Trump:

Trump: "Chi fa affari con l'Iran ha chiuso con noi"

Prospera Giambalvo
Agosto 9, 2018

Queste sono le sanzioni più pungenti che siano mai state imposte e in novembre aumenteranno ancora ad un ulteriore livello. "I firmatari di questo trattato sono in grado di superare le difficoltà emerse recentemente; ribadiamo l'impegno di Mosca per l'attuazione di un piano di azione" - ha comunicato il Ministro degli esteri russo Lavrov - sottolineando il fatto che "l'accordo sul nucleare iraniano rimanga agibile nonostante l'uscita unilaterale degli Stati Uniti". "Non seguiremo gli Usa sulle sanzioni", ha affermato Alistair Burt, viceministro degli Esteri e responsabile del dossier mediorientale.

Il presidente iraniano, Hassan Rohani, intervistato da una TV di Stato ha dichiarato che Donald Trump, con la reintroduzione di sanzioni, vuole fare "una guerra psicologica" contro l'Iran e riguardo alla proposta di un incontro ha risposto che "I negoziati non vanno d'accordo con le sanzioni, che colpiscono il popolo iraniano e anche le aziende straniere".

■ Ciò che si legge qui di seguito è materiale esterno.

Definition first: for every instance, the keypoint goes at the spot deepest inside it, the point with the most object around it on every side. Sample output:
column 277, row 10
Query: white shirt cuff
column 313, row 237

La sfida che Trump ha lanciato non coinvolge quindi solo il paese asiatico ma è una sfida aperta all'Europa. Il suo è un tentativo per isolare economicamente l'Iran. Era il 2017 quando il nostro Paese è diventato il primo partner commerciale di Teheran riuscendo anche a superare Francia e Germania e arrivando ad un interscambio pari a quota 5 miliardi di euro, mentre Francia e Germania seguivano rispettivamente a 3,8 e 3,3 miliardi.

Soggetti alle sanzioni sono una serie di scambi da e verso l'Iran di tappeti, grafite, alluminio, acciaio, carbone, software per l'integrazione dei processi industriali. Mantenere e preservare gli interessi economici dell'Iran è l'unico modo per permettere la pace e la sicurezza.